Harper can hardly remember a time when Cole wasn’t practically a part of her family, but her unrequited crush has kept her in avoidance mode for the past several years. It’s one thing to develop feelings for your best childhood friend, but it’s quite another when that same friend dated your beautiful sister for years in high school. But when family loss and responsibilities bring her home, her feelings are hard to deny, and when Cole seems to reflect some of those very same feelings, things just might get messy.
But... There’s a LOT to this story, so much more than just simple romance. There are family issues, problems with the ranch they’ve inherited and now have to figure out how to save, arguments about preserving the land versus drilling for oil, and a whole host of other drama to deal with. And to be honest, it’s all really interesting and kept The Bride Wore Denim from being just another predictable romance novel. But with all that going on in the characters’ lives, the romance part was extremely slow to develop. I can’t say I got bored, but I definitely began to wonder if they were ever going to get around to that first kiss, much less anything else. Having read it now, I can tell you that yes, it happens eventually, but it’s a long, long wait, so this book is definitely not for the impatient.
The Verdict: As I mentioned, The Bride Wore Denim had an awful lot happening all at once, very much like it does in real life. With the death of her father, it’s now up to Harper and her sisters to figure out what to do with the ranch, whether to pursue oil on the land (and potentially destroy part of it in the process), how to deal with a second tragedy, whether to continue pursuing their dreams and careers or give it all up to come home… And that’s not the half of it. But while I may have been itching for Harper and Cole to finally give into their feelings just the tiniest bit, I can also appreciate that these characters and their lives were so well developed that the story wasn’t just all about finding a happily ever after. It was certainly about love but also about family and all the other obstacles life throws at people whether they’re ready or not.
Harper pretty much had me at cochins.

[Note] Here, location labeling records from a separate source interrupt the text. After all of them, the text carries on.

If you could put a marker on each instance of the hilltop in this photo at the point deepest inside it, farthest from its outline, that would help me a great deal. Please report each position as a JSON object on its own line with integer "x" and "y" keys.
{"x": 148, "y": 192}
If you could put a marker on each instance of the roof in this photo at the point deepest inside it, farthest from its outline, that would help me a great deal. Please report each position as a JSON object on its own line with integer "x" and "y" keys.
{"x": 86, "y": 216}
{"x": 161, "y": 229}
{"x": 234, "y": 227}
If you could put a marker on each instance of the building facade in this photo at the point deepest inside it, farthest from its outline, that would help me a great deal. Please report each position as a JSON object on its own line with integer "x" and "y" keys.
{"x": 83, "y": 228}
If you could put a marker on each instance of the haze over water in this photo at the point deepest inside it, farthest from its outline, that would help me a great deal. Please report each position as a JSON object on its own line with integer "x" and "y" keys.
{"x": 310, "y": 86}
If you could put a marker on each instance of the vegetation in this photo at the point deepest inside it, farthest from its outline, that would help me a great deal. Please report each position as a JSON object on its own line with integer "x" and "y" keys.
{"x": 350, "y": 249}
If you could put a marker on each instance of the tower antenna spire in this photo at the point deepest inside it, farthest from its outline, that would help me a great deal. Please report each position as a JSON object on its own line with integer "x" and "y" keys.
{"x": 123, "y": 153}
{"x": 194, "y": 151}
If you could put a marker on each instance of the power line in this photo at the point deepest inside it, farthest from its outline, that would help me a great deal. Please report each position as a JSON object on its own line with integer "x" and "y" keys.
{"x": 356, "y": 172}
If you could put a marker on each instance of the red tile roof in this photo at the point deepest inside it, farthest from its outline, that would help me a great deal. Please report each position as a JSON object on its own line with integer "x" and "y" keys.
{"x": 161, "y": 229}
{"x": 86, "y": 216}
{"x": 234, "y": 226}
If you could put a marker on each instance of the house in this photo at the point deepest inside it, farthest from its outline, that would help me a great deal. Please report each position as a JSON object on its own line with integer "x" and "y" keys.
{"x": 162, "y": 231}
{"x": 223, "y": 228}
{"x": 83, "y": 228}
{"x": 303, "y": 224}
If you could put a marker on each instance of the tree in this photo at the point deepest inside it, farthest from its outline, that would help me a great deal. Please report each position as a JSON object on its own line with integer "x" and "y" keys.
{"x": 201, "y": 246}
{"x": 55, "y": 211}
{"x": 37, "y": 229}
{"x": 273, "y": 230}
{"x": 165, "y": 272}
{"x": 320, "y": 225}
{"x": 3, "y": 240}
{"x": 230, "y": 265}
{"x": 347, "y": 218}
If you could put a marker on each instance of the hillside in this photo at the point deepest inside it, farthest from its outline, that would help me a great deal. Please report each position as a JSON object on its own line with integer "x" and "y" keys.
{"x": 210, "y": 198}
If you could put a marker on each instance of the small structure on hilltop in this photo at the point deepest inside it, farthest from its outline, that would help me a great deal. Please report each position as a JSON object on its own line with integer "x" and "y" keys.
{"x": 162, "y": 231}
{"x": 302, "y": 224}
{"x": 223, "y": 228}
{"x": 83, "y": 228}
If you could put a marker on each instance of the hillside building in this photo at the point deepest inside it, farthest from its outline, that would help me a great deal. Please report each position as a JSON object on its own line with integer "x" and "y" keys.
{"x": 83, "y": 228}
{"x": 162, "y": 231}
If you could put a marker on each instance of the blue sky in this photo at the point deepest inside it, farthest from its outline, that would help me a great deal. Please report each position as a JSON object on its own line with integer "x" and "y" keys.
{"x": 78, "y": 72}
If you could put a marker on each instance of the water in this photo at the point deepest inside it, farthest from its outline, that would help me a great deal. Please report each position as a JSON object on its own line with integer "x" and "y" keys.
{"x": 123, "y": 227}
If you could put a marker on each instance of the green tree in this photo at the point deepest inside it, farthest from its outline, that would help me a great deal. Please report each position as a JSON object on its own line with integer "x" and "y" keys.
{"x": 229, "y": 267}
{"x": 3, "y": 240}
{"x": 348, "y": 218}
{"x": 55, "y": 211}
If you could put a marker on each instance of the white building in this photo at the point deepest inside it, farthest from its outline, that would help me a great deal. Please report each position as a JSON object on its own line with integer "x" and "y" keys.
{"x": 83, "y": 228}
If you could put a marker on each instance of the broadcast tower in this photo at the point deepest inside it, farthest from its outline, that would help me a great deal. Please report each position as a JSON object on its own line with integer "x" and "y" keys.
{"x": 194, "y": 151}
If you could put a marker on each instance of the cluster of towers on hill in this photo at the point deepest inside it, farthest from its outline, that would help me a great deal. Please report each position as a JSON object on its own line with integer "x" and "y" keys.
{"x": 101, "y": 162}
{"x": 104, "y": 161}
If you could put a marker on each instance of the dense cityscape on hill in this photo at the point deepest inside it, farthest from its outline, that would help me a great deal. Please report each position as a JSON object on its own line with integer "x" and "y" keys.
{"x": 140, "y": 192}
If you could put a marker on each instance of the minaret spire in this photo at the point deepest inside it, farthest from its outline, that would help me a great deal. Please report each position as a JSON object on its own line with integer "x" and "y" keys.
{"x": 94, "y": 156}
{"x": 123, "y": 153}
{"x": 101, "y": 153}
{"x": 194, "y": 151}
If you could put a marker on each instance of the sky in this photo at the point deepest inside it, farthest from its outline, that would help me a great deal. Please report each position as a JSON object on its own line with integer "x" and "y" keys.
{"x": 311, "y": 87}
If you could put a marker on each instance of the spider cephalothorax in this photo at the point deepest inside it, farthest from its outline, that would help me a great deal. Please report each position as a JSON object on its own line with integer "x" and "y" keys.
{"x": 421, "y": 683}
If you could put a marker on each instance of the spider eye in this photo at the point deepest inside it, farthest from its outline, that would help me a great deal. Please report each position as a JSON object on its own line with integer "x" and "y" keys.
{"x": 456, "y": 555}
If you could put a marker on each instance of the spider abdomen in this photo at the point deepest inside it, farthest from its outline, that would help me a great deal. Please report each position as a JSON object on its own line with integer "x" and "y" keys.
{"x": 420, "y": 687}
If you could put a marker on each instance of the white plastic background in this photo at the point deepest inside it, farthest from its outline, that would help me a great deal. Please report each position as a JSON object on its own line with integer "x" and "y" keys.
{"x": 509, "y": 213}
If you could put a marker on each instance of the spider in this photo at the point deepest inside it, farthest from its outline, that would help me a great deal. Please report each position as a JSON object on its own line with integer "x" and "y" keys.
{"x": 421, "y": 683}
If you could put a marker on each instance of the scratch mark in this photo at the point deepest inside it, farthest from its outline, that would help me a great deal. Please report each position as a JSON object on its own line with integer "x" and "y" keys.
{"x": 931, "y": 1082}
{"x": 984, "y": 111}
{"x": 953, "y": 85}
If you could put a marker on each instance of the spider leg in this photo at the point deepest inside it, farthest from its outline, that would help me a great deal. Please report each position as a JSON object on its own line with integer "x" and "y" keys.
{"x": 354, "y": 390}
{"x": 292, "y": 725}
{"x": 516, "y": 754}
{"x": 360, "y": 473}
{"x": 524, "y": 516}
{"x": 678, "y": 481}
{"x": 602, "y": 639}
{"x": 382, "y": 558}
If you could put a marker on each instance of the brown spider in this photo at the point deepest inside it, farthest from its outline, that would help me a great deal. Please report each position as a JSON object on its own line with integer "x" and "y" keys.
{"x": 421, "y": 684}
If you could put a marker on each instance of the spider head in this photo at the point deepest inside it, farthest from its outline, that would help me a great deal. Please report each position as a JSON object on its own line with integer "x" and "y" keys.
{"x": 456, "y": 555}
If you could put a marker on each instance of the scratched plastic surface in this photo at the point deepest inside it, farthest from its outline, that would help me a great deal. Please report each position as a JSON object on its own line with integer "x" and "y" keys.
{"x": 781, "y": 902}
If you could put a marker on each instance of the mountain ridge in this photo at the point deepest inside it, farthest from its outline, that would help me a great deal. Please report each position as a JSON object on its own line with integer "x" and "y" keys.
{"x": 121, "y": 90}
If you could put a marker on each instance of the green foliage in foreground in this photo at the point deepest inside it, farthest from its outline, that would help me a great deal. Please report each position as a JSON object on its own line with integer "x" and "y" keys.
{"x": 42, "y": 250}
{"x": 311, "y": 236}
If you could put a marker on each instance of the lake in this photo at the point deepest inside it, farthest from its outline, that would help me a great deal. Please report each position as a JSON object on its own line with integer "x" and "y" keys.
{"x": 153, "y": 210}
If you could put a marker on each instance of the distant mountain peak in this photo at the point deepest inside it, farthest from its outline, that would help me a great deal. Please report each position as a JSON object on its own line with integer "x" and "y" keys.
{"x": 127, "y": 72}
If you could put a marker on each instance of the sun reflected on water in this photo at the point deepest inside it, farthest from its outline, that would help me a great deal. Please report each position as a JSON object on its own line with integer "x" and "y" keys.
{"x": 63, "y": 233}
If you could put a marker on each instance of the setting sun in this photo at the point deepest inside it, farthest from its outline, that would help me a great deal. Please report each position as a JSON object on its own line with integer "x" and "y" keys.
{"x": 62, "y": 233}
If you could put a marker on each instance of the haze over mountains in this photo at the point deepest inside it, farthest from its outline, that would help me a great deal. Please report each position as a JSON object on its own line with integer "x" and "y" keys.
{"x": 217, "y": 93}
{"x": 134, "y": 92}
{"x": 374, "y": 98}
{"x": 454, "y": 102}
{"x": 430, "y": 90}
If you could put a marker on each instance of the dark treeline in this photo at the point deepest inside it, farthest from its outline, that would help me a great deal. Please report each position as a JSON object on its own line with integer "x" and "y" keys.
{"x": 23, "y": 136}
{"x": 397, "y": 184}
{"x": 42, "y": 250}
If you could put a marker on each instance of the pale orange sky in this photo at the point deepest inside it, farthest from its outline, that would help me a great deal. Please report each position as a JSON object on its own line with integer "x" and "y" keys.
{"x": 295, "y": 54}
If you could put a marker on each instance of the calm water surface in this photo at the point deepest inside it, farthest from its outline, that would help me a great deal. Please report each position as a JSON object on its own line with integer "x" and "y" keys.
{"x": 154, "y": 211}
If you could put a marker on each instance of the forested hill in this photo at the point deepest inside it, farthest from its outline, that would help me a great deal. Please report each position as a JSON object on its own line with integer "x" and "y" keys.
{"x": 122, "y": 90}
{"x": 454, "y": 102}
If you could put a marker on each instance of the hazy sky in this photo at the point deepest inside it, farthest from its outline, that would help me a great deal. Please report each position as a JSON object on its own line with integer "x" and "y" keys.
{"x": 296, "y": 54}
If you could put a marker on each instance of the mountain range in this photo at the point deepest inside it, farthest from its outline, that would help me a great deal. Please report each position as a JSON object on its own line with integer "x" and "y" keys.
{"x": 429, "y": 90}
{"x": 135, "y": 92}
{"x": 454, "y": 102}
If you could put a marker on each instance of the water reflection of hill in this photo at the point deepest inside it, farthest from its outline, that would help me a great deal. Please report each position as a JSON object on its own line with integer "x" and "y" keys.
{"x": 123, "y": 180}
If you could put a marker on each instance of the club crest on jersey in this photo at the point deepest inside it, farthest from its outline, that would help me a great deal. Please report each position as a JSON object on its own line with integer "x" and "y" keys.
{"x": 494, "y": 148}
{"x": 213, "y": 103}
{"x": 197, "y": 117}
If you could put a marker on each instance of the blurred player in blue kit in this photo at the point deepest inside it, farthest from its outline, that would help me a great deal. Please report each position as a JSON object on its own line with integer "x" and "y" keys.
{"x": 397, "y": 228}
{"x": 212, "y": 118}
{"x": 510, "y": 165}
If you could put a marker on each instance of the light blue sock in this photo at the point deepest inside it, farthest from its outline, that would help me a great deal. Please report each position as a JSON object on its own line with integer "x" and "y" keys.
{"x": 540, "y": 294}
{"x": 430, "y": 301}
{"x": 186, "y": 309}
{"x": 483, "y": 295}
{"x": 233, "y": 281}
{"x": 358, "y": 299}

While she grew up, went to school, and began pursuing an art career, she was definitely a country girl at heart, and how could I not identify with that? She was the best combination of awkward, passionate, intelligent, and creative, and while she could admit to herself that she had some feelings for Cole, she was loyal enough to her sister that she tried to tamp down those feelings — and realistic enough to be a little squicked out about their dating history. And Cole, who could have tried to rush things once he realized Harper had at least some feelings for him, was just better than that, knowing that Harper had an overly full plate and respecting her enough that he didn’t push to complicate her life with a relationship before she was ready.
But I think what stood out most about the story was the realistic and detailed way it reflected just how difficult and chaotic life can be. There’s grief over the loss of Harper’s father, issues getting along with her sisters, disagreements about who should take on what responsibilities, and exactly the kind of conflict and unconditional love that is simply normal family dynamics — on top of the romantic interest! Selvig could have written her characters and plot to immediately launch into saving the ranch and pursuing a relationship, but instead she allowed them to marinate in indecision and complicated choices, making sure they didn’t rush headlong into some pre-determined future or serendipitously stumble upon the magic answer to every problem. Sure, I was a bit on the impatient side regarding the delay of the kissy parts, but I can’t deny that the thickly woven, detail-rich plot had me hooked within the first chapter. It’s impossible not to want every other book in this series right this minute.